Sami

Posted on May 20

Synthesio charges $36K+/year for Chinese platform coverage. I built one for $0.045/mention.

#python #webscraping #china #analytics

Synthesio sells Chinese platform coverage for $36K+/year. Brandwatch and Meltwater sit in roughly the same $24K-80K/year band. I built an Apify Actor that does the equivalent core job — Weibo, RedNote, Bilibili, Douban, Xueqiu — for $0.045 per deduplicated mention, billed pay-as-you-go.
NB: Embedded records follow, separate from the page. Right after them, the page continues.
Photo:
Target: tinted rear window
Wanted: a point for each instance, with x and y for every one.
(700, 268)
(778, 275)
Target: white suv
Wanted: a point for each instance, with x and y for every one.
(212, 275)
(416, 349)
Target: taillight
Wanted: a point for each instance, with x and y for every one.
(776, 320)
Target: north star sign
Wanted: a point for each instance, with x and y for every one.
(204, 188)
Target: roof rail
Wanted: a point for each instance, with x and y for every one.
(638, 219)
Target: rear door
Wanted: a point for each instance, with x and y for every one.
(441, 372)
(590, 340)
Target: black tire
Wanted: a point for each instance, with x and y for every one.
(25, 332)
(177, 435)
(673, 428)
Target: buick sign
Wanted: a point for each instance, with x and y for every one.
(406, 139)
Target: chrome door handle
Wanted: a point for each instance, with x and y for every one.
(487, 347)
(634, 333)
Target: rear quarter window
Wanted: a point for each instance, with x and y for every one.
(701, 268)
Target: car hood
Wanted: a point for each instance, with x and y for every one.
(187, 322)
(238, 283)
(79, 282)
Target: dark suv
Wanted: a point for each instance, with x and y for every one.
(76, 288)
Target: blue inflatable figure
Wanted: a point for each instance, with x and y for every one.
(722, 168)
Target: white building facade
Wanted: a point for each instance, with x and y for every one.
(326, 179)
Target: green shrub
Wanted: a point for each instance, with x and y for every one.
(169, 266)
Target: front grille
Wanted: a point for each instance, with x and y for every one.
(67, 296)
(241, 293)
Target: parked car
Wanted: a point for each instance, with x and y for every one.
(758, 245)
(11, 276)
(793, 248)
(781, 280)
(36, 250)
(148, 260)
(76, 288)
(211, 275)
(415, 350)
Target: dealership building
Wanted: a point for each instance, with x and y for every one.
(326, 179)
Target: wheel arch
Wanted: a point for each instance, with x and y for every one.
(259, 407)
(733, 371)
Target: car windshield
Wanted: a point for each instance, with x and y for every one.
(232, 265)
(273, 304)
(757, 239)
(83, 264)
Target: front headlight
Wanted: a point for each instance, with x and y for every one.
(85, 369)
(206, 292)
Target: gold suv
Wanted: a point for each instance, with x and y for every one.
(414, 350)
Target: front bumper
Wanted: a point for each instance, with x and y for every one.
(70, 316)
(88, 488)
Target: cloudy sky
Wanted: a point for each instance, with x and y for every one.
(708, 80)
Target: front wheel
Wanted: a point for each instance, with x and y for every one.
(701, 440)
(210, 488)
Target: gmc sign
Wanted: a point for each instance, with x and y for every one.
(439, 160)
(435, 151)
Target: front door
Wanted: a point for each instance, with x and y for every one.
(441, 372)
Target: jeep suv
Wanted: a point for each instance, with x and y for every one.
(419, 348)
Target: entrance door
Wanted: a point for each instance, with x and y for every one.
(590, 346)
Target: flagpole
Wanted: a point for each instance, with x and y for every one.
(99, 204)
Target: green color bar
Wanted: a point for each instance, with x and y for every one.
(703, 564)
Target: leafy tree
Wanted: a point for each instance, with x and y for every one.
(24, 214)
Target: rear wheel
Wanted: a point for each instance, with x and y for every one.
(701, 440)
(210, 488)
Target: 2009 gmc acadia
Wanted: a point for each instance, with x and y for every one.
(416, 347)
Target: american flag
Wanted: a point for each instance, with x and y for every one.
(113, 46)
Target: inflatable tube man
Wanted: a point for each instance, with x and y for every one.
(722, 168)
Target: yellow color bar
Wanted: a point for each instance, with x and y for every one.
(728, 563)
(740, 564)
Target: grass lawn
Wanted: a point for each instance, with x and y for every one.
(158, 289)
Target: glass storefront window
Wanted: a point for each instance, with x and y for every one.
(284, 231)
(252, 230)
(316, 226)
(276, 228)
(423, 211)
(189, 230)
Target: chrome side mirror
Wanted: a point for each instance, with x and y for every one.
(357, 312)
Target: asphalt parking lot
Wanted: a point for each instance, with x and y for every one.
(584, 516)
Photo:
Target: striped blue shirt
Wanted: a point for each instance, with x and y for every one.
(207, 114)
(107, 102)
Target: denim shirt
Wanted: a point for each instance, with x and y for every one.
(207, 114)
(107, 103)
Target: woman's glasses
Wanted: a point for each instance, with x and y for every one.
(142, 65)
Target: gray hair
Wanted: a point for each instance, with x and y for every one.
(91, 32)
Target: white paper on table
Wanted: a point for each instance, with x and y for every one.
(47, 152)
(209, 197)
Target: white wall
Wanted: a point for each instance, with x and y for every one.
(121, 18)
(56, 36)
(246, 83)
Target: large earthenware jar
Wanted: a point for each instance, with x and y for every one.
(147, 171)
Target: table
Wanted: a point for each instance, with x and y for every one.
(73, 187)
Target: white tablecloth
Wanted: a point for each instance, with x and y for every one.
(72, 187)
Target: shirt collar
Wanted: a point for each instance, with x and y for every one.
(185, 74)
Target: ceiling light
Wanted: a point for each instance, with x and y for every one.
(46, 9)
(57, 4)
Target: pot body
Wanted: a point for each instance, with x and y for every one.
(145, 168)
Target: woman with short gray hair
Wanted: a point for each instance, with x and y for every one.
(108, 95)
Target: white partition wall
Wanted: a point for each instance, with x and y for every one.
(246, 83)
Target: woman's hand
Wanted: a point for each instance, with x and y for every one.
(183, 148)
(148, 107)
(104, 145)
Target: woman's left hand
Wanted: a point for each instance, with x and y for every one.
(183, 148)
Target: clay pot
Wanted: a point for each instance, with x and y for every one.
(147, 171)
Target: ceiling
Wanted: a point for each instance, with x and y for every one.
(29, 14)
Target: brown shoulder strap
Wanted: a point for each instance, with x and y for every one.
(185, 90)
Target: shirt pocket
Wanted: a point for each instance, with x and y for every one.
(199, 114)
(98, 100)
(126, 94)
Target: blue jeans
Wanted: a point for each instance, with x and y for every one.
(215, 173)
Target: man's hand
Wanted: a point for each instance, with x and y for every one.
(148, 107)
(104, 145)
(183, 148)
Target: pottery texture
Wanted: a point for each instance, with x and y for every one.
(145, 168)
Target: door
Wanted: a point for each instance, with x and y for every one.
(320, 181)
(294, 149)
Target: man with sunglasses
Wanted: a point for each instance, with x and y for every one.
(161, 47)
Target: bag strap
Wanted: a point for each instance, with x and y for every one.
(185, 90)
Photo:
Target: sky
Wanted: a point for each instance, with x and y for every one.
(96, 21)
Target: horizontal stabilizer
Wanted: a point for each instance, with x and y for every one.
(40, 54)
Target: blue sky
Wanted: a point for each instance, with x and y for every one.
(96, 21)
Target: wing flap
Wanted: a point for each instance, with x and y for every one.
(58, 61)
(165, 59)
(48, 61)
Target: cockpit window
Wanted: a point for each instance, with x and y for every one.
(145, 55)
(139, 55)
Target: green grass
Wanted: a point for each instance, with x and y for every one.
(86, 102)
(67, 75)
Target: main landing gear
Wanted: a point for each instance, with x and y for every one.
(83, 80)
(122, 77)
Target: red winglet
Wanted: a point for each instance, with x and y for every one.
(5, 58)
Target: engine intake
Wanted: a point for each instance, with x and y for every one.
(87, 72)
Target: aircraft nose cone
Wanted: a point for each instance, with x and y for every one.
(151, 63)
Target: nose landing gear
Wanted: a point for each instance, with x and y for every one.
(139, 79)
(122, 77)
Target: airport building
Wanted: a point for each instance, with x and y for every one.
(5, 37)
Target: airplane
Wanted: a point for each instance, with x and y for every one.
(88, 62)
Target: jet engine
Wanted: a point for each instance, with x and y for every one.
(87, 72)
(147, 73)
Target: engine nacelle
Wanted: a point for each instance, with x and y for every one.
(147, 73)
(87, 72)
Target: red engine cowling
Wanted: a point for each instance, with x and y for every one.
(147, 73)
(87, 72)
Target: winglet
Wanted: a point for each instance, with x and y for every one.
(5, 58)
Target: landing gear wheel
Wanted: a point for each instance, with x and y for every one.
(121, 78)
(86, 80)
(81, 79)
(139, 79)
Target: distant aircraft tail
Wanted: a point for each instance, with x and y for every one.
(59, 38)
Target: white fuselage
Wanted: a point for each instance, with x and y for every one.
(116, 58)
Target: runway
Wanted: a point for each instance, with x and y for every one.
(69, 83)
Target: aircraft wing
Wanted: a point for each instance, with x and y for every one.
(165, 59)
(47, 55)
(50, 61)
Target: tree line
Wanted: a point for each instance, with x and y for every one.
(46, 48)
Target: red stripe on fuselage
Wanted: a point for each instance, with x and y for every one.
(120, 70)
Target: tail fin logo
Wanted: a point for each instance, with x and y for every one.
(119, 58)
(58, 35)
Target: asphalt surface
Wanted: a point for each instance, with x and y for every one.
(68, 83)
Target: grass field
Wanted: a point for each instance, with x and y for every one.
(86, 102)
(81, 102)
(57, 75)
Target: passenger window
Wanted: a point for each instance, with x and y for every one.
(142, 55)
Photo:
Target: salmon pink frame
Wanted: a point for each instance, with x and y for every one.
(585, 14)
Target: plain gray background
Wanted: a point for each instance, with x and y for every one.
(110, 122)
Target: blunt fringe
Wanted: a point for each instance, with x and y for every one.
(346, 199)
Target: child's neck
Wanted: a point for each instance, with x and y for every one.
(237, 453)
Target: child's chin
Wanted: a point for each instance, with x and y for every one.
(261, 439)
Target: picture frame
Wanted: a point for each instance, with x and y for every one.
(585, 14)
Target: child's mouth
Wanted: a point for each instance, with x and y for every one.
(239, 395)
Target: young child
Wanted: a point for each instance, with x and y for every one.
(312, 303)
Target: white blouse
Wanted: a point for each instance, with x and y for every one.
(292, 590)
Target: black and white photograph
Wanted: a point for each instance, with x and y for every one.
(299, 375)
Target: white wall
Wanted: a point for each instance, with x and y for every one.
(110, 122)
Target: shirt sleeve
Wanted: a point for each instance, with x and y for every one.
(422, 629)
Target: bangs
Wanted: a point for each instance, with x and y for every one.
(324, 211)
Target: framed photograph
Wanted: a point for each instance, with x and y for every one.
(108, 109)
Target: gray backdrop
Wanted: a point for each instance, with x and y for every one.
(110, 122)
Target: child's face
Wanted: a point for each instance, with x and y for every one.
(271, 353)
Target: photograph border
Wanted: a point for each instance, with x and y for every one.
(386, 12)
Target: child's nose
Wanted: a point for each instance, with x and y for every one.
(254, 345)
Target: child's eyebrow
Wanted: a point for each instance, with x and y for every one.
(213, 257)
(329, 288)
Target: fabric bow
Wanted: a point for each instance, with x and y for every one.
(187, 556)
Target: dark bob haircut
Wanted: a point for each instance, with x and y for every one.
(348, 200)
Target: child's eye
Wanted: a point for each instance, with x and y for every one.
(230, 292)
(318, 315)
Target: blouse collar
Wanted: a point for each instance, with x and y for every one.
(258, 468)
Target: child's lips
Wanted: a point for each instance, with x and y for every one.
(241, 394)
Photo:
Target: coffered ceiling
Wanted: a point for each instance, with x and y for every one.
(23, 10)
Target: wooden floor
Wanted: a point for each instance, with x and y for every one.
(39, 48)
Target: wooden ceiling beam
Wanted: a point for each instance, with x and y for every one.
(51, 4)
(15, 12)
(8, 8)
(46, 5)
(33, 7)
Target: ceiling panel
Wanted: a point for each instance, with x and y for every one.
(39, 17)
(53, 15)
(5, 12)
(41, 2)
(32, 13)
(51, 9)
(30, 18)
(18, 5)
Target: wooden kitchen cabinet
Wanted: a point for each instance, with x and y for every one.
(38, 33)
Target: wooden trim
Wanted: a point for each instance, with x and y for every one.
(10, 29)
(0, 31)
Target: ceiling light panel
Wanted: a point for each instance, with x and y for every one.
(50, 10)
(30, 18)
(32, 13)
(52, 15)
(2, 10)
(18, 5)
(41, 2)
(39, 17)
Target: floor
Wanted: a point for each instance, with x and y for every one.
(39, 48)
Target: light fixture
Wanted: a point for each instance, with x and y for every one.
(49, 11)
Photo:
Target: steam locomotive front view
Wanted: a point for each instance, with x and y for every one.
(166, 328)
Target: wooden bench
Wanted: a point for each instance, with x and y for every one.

If you've ever tried to DIY this, you know the math. Five Chinese platforms means five different parsers, five different rate-limit dances, five different schema-drift surprises every couple of weeks, and zero deduplication when a KOL reposts the same content across all of them. By the time you've normalized author identity, follower counts, and timestamps into a usable cross-platform record, you've built a small distributed system that breaks every other Tuesday.

The pitch for zhorex/chinese-brand-monitor is simple: one API call, one normalized schema, one PPE event per canonical mention. You pass a brand keyword (Chinese or English), get back deduplicated records with sentiment scores and reach signals across all five platforms. You don't write per-platform code. You don't run five cron jobs. You don't pay an enterprise floor.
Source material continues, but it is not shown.